Она осталась жива, но жила все эти годы как овощ. Никаких показаний, никакой помощи в расследовании – ничего, пуля задела что-то важное в мозгу.

Жаль…

Ах как жаль…

Наталья Пархоменко затянулась курительной смесью глубже.

Кипр уже как-то стерся из памяти.

Индия все перекрыла собой.

Кришна Дас поет мантру. И нет ничего более умиротворяющего. Надо любить, надо прощать. Она любила своего мужа.

Она все еще любит его.

До сих пор.

Ом наман шивайя…

Там, в Индии, в городе Варанаси, дымном от смога миллиона погребальных костров, сером от пепла сожженных тел, ей казалось, что она постигла природу любви.

Урок с толченым стеклом пошел впрок.

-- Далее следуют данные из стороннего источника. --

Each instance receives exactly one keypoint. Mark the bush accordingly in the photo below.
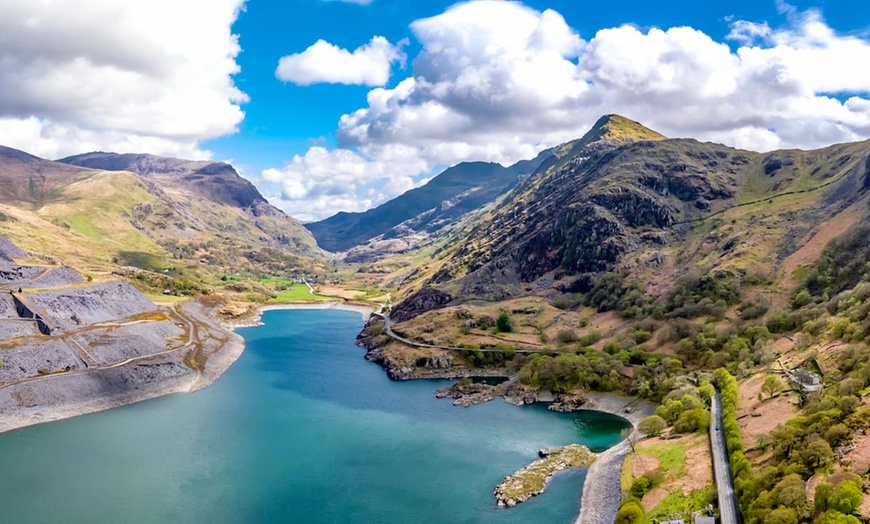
(693, 420)
(566, 336)
(846, 497)
(652, 426)
(629, 513)
(503, 323)
(640, 487)
(780, 322)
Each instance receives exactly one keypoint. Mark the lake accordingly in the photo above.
(300, 429)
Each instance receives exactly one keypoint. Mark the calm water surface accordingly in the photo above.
(300, 429)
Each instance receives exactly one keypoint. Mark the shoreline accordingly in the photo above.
(254, 319)
(602, 493)
(50, 398)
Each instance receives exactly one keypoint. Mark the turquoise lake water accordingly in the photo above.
(299, 429)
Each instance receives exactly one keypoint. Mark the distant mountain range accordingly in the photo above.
(425, 210)
(103, 210)
(624, 199)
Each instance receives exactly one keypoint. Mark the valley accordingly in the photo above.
(621, 263)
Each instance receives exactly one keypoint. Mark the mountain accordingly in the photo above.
(623, 199)
(458, 190)
(100, 211)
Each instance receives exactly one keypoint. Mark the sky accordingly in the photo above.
(340, 105)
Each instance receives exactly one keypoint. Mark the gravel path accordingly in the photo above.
(602, 492)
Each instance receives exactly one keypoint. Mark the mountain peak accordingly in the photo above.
(617, 128)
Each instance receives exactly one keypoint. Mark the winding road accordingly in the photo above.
(390, 333)
(721, 466)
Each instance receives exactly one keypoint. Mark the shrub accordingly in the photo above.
(566, 336)
(780, 322)
(503, 323)
(693, 420)
(640, 487)
(652, 426)
(629, 513)
(846, 497)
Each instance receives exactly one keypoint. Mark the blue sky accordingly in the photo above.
(283, 119)
(375, 97)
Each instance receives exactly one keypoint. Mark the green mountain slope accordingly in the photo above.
(622, 199)
(198, 215)
(444, 199)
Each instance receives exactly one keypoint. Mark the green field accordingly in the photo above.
(298, 293)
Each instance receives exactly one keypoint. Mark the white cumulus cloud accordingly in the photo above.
(499, 81)
(323, 62)
(138, 75)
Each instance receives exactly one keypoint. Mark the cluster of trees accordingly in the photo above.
(801, 448)
(692, 296)
(589, 369)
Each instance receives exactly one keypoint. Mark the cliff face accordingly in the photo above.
(149, 212)
(624, 199)
(457, 191)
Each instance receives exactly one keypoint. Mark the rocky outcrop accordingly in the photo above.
(424, 300)
(531, 480)
(466, 393)
(566, 403)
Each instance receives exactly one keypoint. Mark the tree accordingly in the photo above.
(820, 501)
(652, 426)
(835, 517)
(693, 420)
(629, 513)
(790, 492)
(503, 323)
(846, 497)
(781, 516)
(771, 386)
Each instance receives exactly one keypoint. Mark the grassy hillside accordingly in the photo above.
(443, 200)
(176, 231)
(658, 268)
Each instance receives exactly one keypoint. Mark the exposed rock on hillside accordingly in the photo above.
(424, 300)
(422, 211)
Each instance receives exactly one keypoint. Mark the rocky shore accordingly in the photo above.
(532, 479)
(602, 492)
(63, 395)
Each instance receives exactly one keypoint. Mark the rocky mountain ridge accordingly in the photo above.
(624, 199)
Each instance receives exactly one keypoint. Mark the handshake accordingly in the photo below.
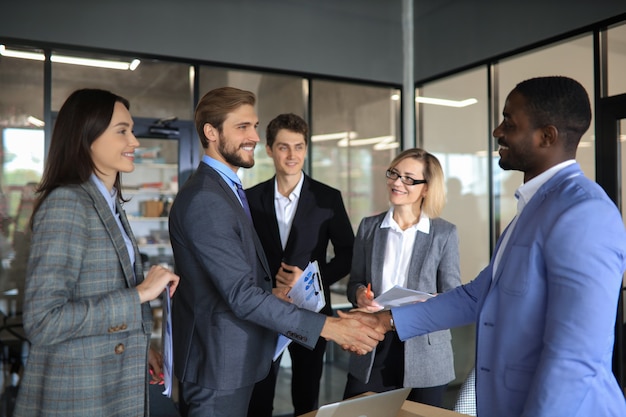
(357, 331)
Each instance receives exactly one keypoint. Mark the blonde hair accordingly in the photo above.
(435, 199)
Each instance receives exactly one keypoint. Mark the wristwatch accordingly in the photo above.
(391, 323)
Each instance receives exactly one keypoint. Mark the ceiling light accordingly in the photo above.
(365, 141)
(444, 102)
(35, 121)
(64, 59)
(333, 136)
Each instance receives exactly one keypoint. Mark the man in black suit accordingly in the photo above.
(296, 217)
(225, 320)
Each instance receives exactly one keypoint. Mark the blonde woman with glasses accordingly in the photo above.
(411, 246)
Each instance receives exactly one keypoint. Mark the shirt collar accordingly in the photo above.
(295, 194)
(224, 171)
(423, 225)
(527, 190)
(109, 196)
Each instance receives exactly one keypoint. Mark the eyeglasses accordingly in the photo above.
(393, 175)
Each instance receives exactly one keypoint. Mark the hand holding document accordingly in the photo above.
(306, 293)
(398, 296)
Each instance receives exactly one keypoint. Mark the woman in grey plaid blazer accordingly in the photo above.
(412, 247)
(86, 310)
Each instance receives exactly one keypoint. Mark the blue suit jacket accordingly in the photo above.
(545, 325)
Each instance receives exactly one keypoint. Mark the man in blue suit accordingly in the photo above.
(544, 307)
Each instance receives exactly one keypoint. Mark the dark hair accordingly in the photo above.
(83, 118)
(559, 101)
(215, 106)
(289, 121)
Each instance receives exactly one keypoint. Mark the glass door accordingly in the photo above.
(611, 175)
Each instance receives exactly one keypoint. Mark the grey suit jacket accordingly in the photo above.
(225, 319)
(434, 268)
(89, 334)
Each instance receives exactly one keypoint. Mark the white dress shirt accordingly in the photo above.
(285, 208)
(399, 249)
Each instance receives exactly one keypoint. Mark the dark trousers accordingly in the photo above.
(388, 374)
(306, 369)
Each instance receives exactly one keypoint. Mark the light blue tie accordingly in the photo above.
(244, 200)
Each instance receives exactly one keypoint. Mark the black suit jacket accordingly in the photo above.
(320, 218)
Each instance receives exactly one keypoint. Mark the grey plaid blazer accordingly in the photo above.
(89, 334)
(434, 268)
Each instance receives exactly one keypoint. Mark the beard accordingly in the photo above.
(232, 156)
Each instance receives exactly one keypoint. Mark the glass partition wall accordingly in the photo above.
(480, 194)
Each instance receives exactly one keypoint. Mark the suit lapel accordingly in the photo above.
(421, 248)
(110, 225)
(378, 252)
(138, 267)
(529, 212)
(230, 195)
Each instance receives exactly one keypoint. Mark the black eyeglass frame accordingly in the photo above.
(393, 175)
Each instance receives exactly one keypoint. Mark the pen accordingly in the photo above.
(368, 291)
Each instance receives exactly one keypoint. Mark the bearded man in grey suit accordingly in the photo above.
(296, 218)
(225, 318)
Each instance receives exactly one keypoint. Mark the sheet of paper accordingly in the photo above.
(398, 296)
(306, 293)
(166, 340)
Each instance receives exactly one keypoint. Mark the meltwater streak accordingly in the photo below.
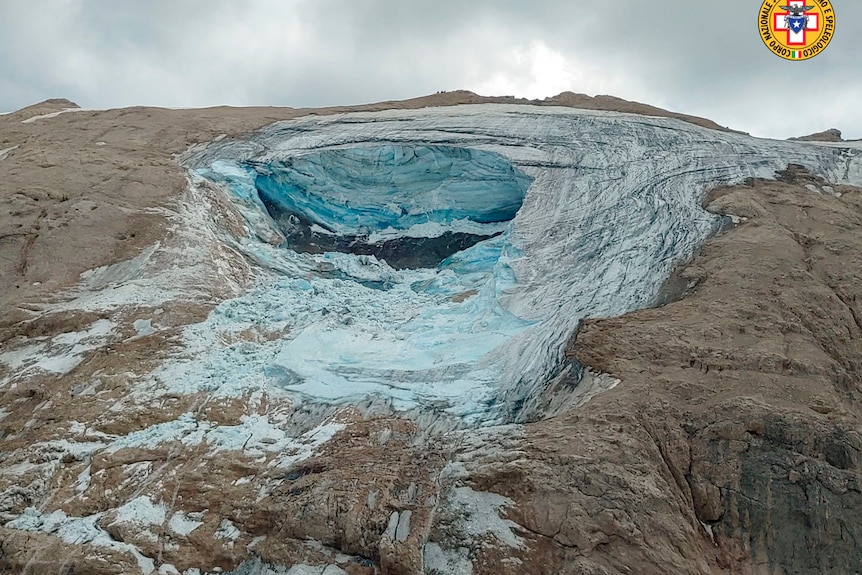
(613, 205)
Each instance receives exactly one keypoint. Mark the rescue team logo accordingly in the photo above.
(796, 29)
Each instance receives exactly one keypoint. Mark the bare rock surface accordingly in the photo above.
(830, 135)
(728, 441)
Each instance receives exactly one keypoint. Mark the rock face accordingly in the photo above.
(717, 433)
(830, 135)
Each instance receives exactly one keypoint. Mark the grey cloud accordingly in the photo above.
(703, 58)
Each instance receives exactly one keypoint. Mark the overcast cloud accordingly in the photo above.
(693, 56)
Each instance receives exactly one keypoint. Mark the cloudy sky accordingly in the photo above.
(701, 57)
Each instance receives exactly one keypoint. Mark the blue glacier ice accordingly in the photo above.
(572, 214)
(365, 189)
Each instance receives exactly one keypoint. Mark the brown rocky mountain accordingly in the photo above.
(830, 135)
(717, 429)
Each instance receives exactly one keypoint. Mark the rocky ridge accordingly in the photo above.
(730, 443)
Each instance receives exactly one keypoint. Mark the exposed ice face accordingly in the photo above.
(365, 189)
(613, 204)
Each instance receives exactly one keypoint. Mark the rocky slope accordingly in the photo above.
(726, 439)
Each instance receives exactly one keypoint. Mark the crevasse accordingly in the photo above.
(526, 220)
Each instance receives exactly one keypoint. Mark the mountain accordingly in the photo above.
(454, 334)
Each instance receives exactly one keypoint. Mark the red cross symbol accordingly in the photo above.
(797, 38)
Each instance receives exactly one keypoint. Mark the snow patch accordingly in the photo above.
(479, 514)
(227, 530)
(78, 531)
(5, 152)
(614, 205)
(181, 524)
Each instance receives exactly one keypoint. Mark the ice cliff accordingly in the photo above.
(441, 258)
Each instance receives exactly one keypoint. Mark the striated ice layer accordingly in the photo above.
(590, 211)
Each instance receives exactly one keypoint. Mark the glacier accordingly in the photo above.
(440, 259)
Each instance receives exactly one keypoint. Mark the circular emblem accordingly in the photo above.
(796, 29)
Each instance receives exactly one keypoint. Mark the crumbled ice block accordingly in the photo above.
(592, 211)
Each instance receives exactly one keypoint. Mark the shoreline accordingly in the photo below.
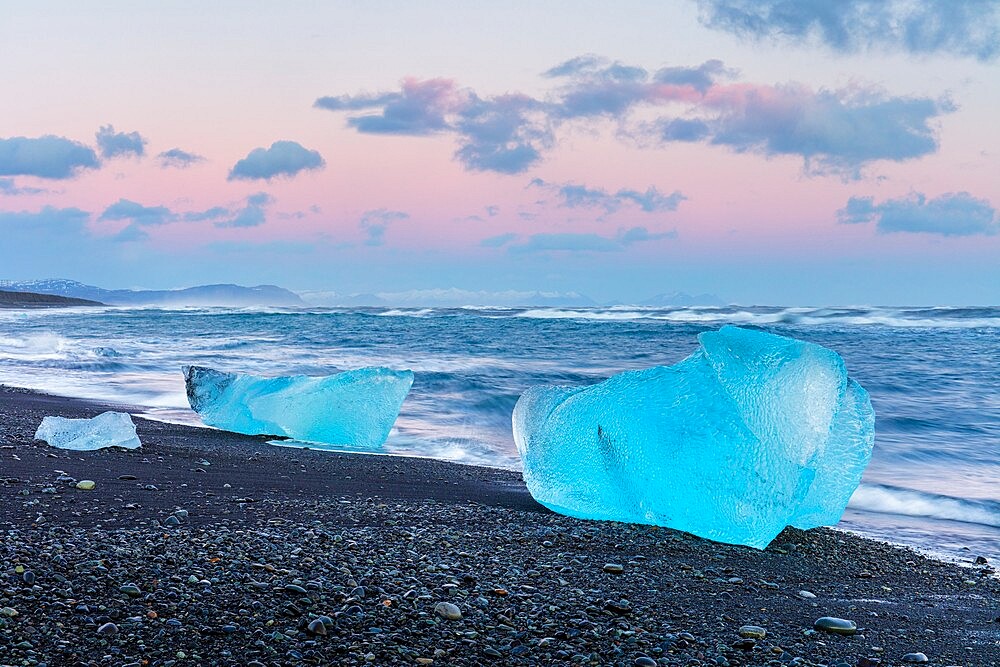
(238, 574)
(948, 554)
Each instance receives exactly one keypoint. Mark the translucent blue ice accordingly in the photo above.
(751, 433)
(108, 429)
(355, 407)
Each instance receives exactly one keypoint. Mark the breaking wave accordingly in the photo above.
(908, 502)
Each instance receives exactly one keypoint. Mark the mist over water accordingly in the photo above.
(933, 375)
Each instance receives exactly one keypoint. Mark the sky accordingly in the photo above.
(767, 151)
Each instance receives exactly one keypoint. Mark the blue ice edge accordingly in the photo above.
(353, 409)
(751, 433)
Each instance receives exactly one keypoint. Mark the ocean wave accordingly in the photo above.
(909, 502)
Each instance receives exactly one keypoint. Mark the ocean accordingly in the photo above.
(933, 375)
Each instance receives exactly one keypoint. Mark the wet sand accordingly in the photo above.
(211, 548)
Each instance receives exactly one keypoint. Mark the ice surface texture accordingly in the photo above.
(108, 429)
(355, 407)
(751, 433)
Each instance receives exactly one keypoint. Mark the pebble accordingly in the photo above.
(753, 632)
(837, 626)
(108, 629)
(448, 611)
(131, 590)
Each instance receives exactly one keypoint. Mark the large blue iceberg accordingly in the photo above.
(751, 433)
(355, 407)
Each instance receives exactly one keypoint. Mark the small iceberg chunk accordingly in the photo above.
(751, 433)
(108, 429)
(355, 407)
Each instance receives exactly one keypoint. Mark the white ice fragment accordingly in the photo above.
(356, 407)
(108, 429)
(751, 433)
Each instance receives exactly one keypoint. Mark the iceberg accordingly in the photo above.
(355, 407)
(750, 433)
(108, 429)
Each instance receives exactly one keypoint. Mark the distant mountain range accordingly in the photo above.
(271, 295)
(203, 295)
(682, 299)
(449, 298)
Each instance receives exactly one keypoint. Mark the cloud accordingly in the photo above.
(10, 188)
(375, 223)
(580, 196)
(49, 218)
(283, 158)
(498, 241)
(504, 134)
(833, 131)
(138, 216)
(641, 234)
(253, 214)
(680, 129)
(951, 214)
(594, 87)
(45, 157)
(576, 242)
(118, 144)
(967, 28)
(178, 159)
(419, 108)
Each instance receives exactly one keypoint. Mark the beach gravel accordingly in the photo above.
(289, 557)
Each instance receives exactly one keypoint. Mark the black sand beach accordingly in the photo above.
(33, 300)
(209, 548)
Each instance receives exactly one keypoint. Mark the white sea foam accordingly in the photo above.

Она скинула джинсы и футболку, оделась в сари, покрасила волосы, став брюнеткой, загорела как черт, да еще постоянно пользовалась атвозагаром. В общем, изживала напрочь свой европейский тип, маскировалась под местную. И ей это мастерски удавалось.

Если живешь там, надо жить как там.

Если возвращаешься сюда, нужно жить как здесь.

Не получается?

Тогда и тут маскируйся.

Дверь, занавешенная тяжелыми восточными шторами, со скрипом открылась. И на пороге возникла свекровь. Тучная Роза Петровна Пархоменко.

После похорон сына она еще больше потолстела и теперь с трудом поднималась по лестнице на второй этаж.

Но вообще-то сил и энергии в ее семьдесят лет им всем бы хватило с избытком.